Sem a pesquisa e o desenvolvimento de medicamentos inovadores contra a aids o programa público de tratamento dos portadores da aids simplesmente não existiria.

Por mais absurdo que possa parecer, defensores da quebra de patentes chegam a afirmar sandices do tipo: ''A simples existência de medicamentos antiaids não garante a vida''. Os medicamentos garantem, sim, a vida de um contingente cada vez maior de brasileiros.

O sucesso do programa brasileiro de acesso universal ao coquetel antiaids é o sucesso da indústria farmacêutica, tanto no plano científico como comercial. Os dados do próprio governo ilustram esta afirmativa.

Em 1997, 35,9 mil portadores da doença foram atendidos, com o dispêndio per capita de US$ 6.240. No ano passado, o grupo beneficiado chegou a 154 mil pessoas, com gastos por paciente de US$ 2.500. Em 2003, o custo médio por pessoa foi ainda menor: US$ 1.359.

Que os responsáveis pelo programa brasileiro de combate à aids queiram otimizar os recursos disponíveis é compreensível e até legítimo.
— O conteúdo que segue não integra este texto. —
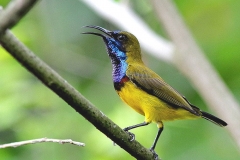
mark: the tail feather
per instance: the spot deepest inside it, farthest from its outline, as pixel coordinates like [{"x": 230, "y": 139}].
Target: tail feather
[{"x": 213, "y": 119}]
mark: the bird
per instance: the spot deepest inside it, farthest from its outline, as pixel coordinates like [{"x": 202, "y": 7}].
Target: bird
[{"x": 143, "y": 89}]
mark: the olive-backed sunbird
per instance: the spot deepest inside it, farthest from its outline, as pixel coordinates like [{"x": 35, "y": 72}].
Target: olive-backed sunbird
[{"x": 141, "y": 88}]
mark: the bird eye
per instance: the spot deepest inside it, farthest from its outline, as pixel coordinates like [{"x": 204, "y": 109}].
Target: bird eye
[{"x": 121, "y": 37}]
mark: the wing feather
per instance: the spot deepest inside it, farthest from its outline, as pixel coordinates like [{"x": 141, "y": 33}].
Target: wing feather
[{"x": 153, "y": 84}]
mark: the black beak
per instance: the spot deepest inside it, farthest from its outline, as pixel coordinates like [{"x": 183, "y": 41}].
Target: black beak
[{"x": 107, "y": 32}]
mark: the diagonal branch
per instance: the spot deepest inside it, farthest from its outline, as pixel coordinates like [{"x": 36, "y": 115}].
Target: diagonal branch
[{"x": 70, "y": 95}]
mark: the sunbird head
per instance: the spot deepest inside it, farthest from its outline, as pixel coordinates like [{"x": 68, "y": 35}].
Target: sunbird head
[{"x": 121, "y": 45}]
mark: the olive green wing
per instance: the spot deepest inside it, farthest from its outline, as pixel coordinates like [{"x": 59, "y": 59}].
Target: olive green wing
[{"x": 150, "y": 82}]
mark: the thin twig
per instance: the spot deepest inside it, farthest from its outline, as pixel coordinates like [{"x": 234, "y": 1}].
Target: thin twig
[{"x": 40, "y": 140}]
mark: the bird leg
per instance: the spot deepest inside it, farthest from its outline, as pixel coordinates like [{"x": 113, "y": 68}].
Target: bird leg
[
  {"x": 132, "y": 127},
  {"x": 155, "y": 142}
]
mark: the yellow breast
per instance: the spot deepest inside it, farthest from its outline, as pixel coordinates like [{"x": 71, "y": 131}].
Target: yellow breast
[{"x": 150, "y": 106}]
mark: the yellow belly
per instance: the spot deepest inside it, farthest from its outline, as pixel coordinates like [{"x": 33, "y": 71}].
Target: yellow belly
[{"x": 150, "y": 106}]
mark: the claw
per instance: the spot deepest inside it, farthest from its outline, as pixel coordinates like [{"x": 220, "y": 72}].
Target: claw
[
  {"x": 155, "y": 155},
  {"x": 132, "y": 136}
]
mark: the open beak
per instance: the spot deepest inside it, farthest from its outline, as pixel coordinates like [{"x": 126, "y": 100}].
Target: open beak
[{"x": 107, "y": 32}]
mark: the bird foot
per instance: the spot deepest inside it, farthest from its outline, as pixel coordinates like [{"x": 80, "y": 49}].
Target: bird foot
[
  {"x": 132, "y": 136},
  {"x": 155, "y": 155}
]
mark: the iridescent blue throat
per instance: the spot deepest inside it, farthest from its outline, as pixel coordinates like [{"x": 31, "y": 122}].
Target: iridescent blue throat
[{"x": 118, "y": 59}]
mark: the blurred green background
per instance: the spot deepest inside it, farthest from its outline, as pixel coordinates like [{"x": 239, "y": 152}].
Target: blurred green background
[{"x": 52, "y": 30}]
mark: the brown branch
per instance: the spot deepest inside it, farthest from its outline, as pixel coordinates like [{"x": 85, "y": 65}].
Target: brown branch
[
  {"x": 70, "y": 95},
  {"x": 40, "y": 140}
]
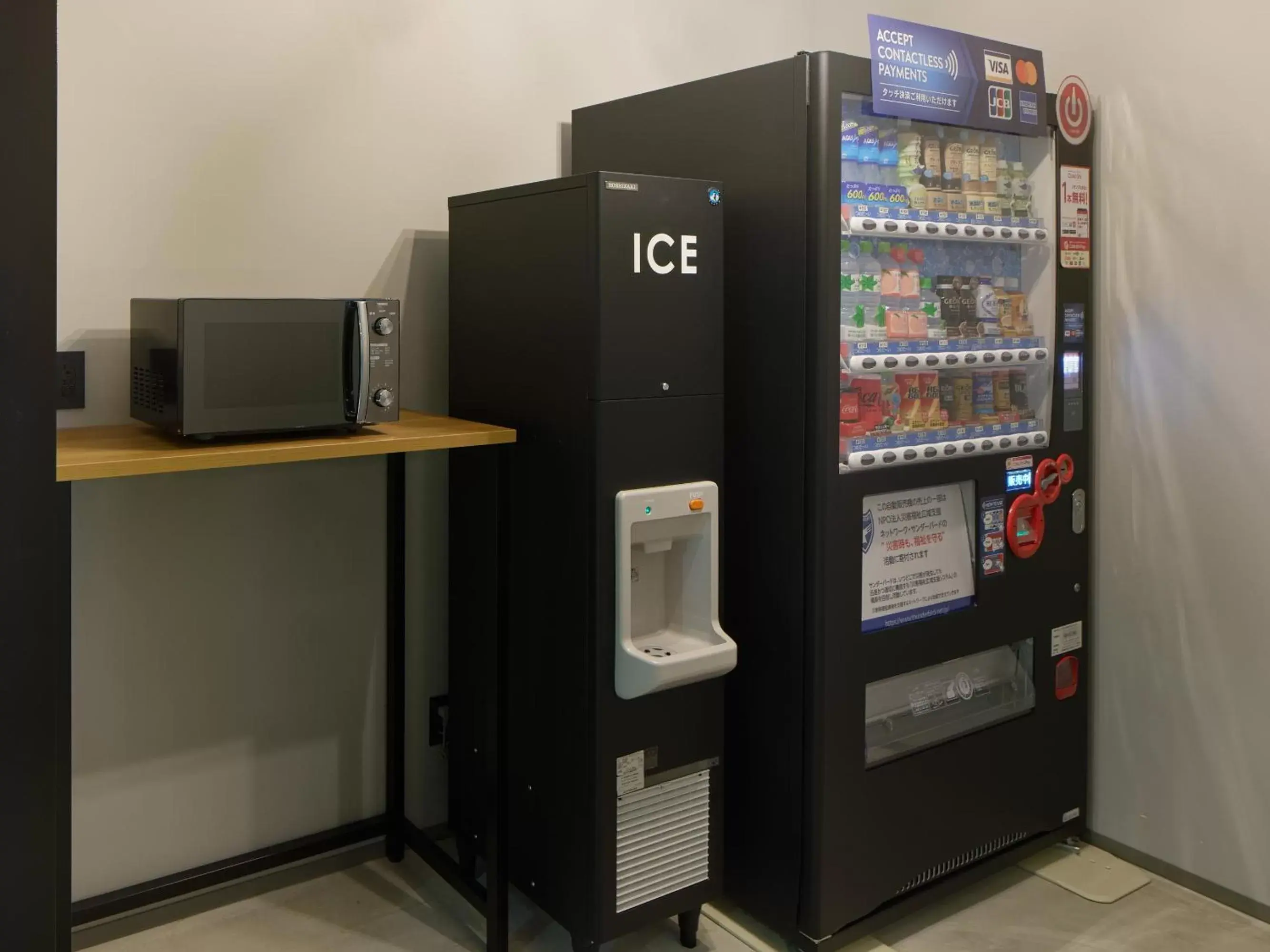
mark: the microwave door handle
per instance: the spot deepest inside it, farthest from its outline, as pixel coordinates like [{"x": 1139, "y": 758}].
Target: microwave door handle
[{"x": 364, "y": 351}]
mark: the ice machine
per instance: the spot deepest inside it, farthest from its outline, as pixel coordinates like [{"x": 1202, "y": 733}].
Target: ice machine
[
  {"x": 906, "y": 560},
  {"x": 587, "y": 313}
]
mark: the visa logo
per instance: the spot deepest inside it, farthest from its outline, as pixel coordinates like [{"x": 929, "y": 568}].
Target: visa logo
[{"x": 997, "y": 68}]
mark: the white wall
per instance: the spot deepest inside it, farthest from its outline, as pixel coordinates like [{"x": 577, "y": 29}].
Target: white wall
[{"x": 292, "y": 147}]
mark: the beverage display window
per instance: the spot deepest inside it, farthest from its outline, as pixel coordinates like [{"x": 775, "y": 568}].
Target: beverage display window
[{"x": 946, "y": 291}]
Os laboratórios têm jogado este jogo, negociando condições mais favoráveis, como demonstram os números acima citados.

O que não se pode aceitar é que em nome desse objetivo os laboratórios sejam tratados como vilões de um programa que é aplaudido em todo o mundo graças, fundamentalmente, ao conhecimento e aos vultosos investimentos da indústria farmacêutica.

O setor reafirma seu compromisso de contribuir para a ampliação do acesso aos medicamentos para os medicamentos em geral e não apenas do coquetel antiaids. Só apresenta uma condição. Que tudo seja feito dentro da lei, respeitados os acordos internacionais firmados pelo Brasil.

*Ciro Mortella é presidente executivo da Federação Brasileira da Indústria Farmacêutica (Febrafarma).